The ECSC reference values for spirometry are not derived from measured data but, according to 2, from older reference equations that were obviously a combination of those from different researchers: “For each of the regression equations, a set of reference values was computed for each combination of height and age within the ranges given by the author [...] The summary equations as well as the residual standard deviations were calculated without weighting for numbers of subjects [...] In most publications, lung function is assumed to decline linearly with age in adults. However there is evidence that in young adults this is not the case (8 citations), and that the transition between the growth in adolescents and the decay with age in adults occurs at about 18–30 years of age [...]” 2. We want to add that it is not known whether smoking was considered.
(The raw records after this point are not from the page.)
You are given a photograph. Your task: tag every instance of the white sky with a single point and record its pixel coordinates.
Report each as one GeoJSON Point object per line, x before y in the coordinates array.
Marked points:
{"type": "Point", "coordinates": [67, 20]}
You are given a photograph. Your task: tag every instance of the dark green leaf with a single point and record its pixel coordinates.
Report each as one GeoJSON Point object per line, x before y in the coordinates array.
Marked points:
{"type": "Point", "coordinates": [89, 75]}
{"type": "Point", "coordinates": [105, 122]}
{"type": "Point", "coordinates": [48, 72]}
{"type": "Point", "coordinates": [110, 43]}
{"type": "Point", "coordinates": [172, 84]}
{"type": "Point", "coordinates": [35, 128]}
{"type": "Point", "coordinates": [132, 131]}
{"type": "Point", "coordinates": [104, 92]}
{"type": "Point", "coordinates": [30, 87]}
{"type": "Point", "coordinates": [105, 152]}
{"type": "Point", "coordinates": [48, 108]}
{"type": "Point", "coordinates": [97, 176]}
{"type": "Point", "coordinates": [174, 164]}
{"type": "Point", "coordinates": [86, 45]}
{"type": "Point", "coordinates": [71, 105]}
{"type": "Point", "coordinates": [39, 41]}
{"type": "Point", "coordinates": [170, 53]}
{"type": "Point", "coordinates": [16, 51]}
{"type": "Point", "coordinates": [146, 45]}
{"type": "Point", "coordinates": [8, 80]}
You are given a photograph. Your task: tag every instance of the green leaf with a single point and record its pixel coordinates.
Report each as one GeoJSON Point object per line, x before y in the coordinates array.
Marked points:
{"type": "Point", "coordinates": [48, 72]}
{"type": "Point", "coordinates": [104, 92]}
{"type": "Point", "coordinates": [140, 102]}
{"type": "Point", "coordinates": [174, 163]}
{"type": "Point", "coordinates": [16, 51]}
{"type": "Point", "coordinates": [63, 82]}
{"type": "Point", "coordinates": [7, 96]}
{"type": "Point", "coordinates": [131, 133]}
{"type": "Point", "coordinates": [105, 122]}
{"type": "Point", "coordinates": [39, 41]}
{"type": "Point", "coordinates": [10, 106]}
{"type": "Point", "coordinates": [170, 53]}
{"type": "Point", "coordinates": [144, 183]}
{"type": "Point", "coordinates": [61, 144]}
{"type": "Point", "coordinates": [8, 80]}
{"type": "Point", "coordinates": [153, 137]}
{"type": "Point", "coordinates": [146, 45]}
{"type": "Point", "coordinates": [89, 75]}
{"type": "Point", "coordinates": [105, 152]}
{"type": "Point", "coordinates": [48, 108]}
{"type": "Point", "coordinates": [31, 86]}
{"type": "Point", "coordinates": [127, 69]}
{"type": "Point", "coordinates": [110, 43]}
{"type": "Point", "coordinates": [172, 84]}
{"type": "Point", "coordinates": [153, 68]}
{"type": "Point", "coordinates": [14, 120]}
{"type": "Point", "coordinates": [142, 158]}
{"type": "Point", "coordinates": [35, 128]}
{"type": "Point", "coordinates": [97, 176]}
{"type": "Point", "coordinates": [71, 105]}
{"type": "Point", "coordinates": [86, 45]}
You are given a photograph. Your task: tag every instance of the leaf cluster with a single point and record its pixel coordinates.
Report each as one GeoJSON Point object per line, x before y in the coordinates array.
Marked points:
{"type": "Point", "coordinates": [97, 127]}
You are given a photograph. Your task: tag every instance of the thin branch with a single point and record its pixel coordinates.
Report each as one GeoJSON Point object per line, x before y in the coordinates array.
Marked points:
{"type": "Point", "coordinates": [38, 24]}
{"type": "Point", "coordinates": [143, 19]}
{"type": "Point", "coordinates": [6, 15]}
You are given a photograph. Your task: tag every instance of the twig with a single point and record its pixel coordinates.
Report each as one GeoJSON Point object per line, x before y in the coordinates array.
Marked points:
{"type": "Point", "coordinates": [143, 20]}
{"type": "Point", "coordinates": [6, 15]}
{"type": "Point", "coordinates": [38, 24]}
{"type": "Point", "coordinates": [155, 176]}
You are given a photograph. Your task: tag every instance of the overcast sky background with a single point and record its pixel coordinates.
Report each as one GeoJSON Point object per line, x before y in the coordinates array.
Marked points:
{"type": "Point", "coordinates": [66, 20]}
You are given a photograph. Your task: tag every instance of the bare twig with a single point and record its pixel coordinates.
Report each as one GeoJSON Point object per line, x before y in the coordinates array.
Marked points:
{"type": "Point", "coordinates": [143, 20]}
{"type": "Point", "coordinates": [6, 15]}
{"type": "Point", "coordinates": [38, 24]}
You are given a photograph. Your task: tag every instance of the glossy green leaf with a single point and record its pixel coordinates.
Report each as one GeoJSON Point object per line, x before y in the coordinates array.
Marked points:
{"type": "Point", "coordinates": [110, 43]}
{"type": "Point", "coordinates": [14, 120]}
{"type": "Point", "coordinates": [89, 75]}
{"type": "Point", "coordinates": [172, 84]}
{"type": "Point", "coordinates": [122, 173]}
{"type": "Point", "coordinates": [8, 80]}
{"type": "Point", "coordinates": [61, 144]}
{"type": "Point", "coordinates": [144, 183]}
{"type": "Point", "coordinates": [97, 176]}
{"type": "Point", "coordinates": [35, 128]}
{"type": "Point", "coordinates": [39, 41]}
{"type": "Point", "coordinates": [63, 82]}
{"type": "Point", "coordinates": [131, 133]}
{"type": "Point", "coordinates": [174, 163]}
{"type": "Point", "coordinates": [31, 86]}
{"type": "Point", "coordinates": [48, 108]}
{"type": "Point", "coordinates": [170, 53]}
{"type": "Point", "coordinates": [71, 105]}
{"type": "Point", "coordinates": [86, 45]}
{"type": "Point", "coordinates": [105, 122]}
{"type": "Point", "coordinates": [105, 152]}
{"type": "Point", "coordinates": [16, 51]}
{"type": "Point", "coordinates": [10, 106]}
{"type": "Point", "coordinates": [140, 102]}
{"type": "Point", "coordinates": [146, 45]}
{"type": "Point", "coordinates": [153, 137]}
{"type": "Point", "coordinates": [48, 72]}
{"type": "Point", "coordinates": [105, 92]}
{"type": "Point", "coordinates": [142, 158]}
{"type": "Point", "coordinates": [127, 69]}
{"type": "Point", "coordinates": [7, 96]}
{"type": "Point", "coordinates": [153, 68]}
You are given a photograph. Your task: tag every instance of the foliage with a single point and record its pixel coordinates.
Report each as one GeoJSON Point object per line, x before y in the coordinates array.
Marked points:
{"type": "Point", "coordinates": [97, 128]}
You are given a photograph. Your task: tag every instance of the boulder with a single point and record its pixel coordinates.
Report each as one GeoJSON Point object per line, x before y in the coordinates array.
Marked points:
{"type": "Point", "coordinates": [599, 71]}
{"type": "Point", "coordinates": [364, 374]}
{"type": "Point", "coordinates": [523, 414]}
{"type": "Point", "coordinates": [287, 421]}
Approximately 10 yrs ago, Baur et al. 6 and Roca et al. 8 concluded that the present European recommendations on lung function reference values should be reconsidered, because “[...] the errors about the ECSC equations showed the most prominent underestimation of both predicted FVC [...] and predicted FEV1 [forced expiratory volume in one second]” 8.
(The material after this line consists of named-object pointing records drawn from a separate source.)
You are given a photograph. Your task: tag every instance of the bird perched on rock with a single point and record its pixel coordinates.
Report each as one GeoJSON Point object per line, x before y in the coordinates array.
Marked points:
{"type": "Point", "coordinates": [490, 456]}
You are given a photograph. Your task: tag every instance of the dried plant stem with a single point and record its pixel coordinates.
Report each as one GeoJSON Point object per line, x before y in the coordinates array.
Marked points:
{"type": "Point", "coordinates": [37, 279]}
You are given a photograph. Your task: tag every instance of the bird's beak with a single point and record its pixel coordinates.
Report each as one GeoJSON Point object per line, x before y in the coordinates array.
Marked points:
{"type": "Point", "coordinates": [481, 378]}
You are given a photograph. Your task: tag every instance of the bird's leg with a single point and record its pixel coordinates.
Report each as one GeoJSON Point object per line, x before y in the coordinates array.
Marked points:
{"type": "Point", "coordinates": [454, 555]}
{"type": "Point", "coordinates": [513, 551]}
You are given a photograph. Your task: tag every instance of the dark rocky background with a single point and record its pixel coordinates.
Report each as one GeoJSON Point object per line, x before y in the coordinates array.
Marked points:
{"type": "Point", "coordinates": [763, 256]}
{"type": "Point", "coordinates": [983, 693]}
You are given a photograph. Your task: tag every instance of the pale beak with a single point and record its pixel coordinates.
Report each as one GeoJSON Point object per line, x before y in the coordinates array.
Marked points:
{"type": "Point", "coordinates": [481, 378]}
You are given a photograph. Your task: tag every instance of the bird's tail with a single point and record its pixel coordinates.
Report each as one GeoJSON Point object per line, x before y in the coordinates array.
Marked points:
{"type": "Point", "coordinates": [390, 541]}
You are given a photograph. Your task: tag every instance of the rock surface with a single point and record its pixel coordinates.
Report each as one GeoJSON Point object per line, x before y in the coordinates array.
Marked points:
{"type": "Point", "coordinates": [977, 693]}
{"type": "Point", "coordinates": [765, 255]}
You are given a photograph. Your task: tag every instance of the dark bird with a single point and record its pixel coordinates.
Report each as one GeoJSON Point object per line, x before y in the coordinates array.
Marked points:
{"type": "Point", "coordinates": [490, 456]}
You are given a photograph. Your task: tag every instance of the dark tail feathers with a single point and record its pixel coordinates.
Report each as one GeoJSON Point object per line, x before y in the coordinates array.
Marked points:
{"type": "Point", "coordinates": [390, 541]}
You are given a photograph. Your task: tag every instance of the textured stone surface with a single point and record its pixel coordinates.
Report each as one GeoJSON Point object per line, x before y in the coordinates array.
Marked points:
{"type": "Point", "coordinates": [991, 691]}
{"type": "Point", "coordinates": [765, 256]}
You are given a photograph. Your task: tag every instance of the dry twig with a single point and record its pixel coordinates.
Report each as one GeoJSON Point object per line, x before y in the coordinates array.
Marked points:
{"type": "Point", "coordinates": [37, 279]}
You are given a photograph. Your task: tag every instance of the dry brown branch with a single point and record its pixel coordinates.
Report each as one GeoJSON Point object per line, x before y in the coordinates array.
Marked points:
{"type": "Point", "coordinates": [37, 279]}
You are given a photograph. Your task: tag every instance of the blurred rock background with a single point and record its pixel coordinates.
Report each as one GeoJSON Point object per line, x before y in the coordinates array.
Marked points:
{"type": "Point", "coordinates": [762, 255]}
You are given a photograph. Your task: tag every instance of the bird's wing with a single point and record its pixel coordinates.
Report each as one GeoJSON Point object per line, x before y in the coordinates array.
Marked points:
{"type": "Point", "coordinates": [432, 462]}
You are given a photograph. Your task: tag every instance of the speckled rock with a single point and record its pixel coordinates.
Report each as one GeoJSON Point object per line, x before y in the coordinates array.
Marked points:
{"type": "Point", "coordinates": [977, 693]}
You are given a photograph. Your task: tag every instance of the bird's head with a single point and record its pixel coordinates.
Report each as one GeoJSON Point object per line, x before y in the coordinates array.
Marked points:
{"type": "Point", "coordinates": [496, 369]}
Newer reference values derived from SALPALDIA are based on ∼3,000 healthy nonsmoking 18–60-yr-old Europeans and meet the methodological, epidemiological and statistical criteria of the ATS for the selection of reference values 9, 10.
We suggest that the European Respiratory Society should withdraw immediately their official statement to use the European Coal and Steel Community reference values for spirometry as these are both incorrect and misleading. Furthermore, we question the need for a new study as an appropriate alternative is already available.